Quand la réalité trébuche sur scène
Tout commence par une fin. Rideau baissé, les comédiens saluent. Stéphane de Groodt dépose les armes (respectivement sa veste de costume), cherche ses clés de scooter pour filer voir sa mère qui l’attend. Mais voilà, les autres acteurs restent. Le public aussi. « On doit jouer la pièce Stéphane », insistent-ils. Et malgré lui, Stéphane cède, juste pour cinq minutes alors. Cinq minutes qui s’étireront bien plus longtemps, jusqu’à faire vaciller les frontières entre fiction et réalité.
Le théâtre dans le théâtre ? Difficile de savoir où commence le spectacle et où finit la vie. Stéphane, entre deux mondes, martèle dans la pièce qu’il est « mort », questionnant tous les personnages sur sa santé et leur propre existence dans cette pièce « mise en abyme » qui s’étire encore et encore, tant et si bien que, nous non plus, ne distinguons plus très bien notre place ici. Les techniciens dépouillent la scène sous nos yeux, retirant une lampe ici, une commode là, jusqu’aux verres de vin autour de comédiens acharnés et d’un Stéphane très en retard pour sa maman. Le décor s’effrite, mais le jeu persiste, imperturbable. Un pied dans le réel, l’autre dans la fiction, Un léger doute joue brillamment avec les perceptions, nous laissant dans un délicieux vertige.
Stéphane de Groodt s’amuse à brouiller les pistes avec un humour grinçant et une absurdité maîtrisée.
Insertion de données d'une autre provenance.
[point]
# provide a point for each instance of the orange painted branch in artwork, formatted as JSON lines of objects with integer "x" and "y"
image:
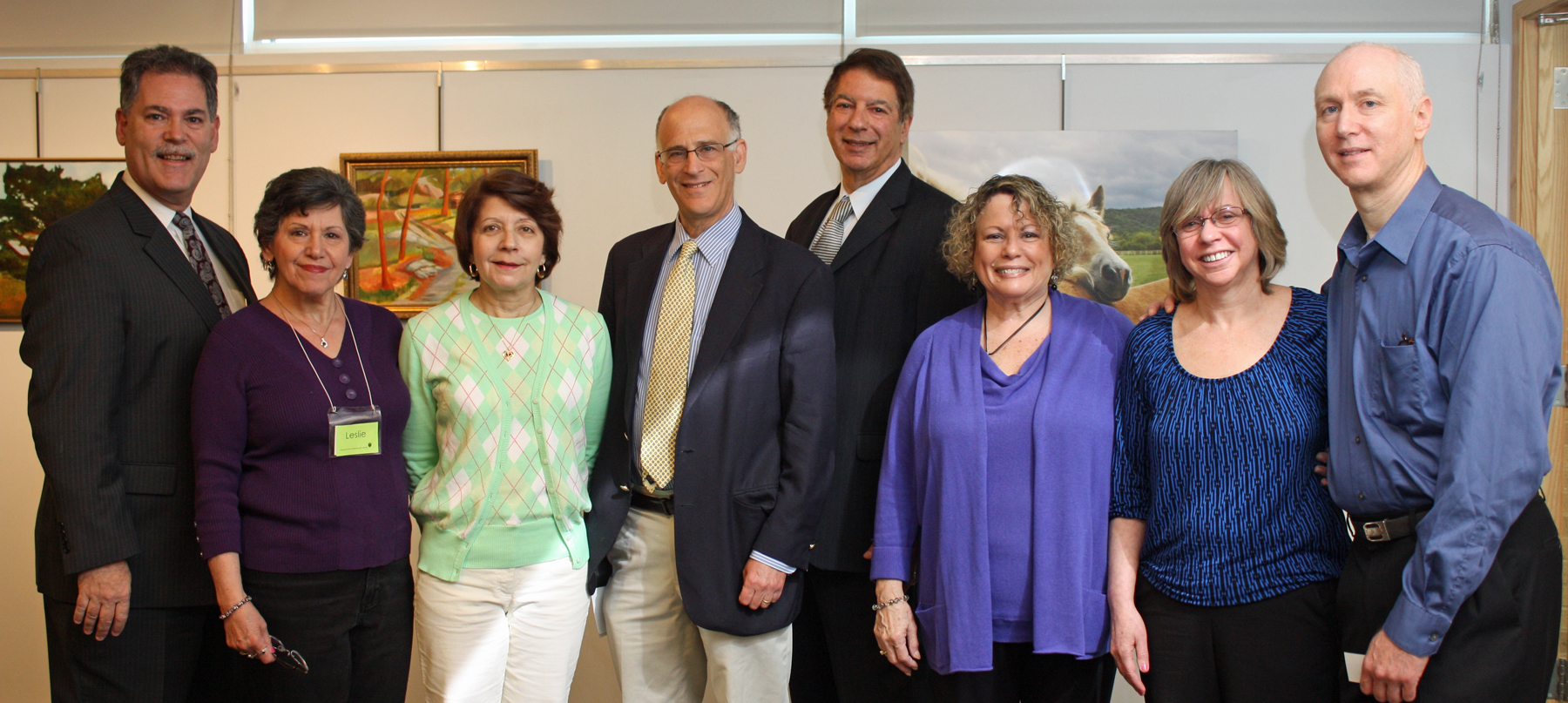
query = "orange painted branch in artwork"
{"x": 382, "y": 234}
{"x": 408, "y": 213}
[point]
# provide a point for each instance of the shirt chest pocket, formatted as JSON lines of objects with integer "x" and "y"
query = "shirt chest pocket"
{"x": 1403, "y": 385}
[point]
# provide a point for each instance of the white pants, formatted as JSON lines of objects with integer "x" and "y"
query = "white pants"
{"x": 501, "y": 634}
{"x": 659, "y": 655}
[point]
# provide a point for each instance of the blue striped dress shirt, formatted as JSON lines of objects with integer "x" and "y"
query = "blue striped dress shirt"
{"x": 713, "y": 253}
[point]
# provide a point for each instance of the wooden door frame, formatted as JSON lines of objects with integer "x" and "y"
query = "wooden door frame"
{"x": 1531, "y": 112}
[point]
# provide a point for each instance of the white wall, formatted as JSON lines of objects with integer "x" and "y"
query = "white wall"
{"x": 593, "y": 131}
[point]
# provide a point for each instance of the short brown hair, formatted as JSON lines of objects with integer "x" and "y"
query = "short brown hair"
{"x": 521, "y": 192}
{"x": 308, "y": 189}
{"x": 166, "y": 60}
{"x": 1029, "y": 199}
{"x": 1199, "y": 187}
{"x": 883, "y": 64}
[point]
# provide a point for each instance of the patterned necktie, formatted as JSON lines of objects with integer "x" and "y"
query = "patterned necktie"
{"x": 201, "y": 262}
{"x": 831, "y": 234}
{"x": 666, "y": 372}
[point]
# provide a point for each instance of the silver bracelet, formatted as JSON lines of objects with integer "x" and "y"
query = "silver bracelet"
{"x": 903, "y": 598}
{"x": 235, "y": 608}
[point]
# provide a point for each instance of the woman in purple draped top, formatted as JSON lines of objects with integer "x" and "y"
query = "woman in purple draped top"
{"x": 996, "y": 474}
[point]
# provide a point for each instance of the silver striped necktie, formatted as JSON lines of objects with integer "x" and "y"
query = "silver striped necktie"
{"x": 831, "y": 234}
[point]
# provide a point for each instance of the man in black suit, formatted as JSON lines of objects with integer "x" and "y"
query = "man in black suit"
{"x": 119, "y": 300}
{"x": 880, "y": 231}
{"x": 715, "y": 450}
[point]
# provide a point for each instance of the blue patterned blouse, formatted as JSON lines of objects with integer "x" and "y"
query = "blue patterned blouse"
{"x": 1222, "y": 468}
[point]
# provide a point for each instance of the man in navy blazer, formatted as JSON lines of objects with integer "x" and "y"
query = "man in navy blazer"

La mise en scène de Jérémie Lippmann accentue cette impression de chaos ordonné, où tout semble s’effondrer avec élégance. Le casting, composé des talents de Pascal Demolon, Constance Dollé et Anne Benoît en plus de ce cher Stéphane, offre une interprétation précise, jouant avec brio sur la frontière entre les personnages et eux-mêmes. Mention spéciale à Anne Benoît, dont les répliques pleines de naïveté confèrent une fraîcheur irrésistible à ce kaléidoscope théâtral.
Et si c’était nous ? La grande question, celle qui hante toute la pièce, reste en suspens : existe-t-on vraiment, en tant que public, en tant que personne, dans ce présent chancelant ? De Groodt, avec un sourire en coin, nous pousse à douter. Spectateurs ou acteurs, vivants ou personnages, la frontière est mince, et dans cet univers farfelu, peut-être n’est-ce qu’un léger doute qui nous sépare.
En bref, Un léger doute est un ovni théâtral aussi audacieux que réjouissant, taillé pour les amateurs de comédies absurdes et d’existentialisme revisité. Une expérience singulière où l’on rit autant qu’on réfléchit… avec, en prime, la sensation de s’être égaré dans un labyrinthe absurde, et d’y avoir pris un plaisir non dissimulé.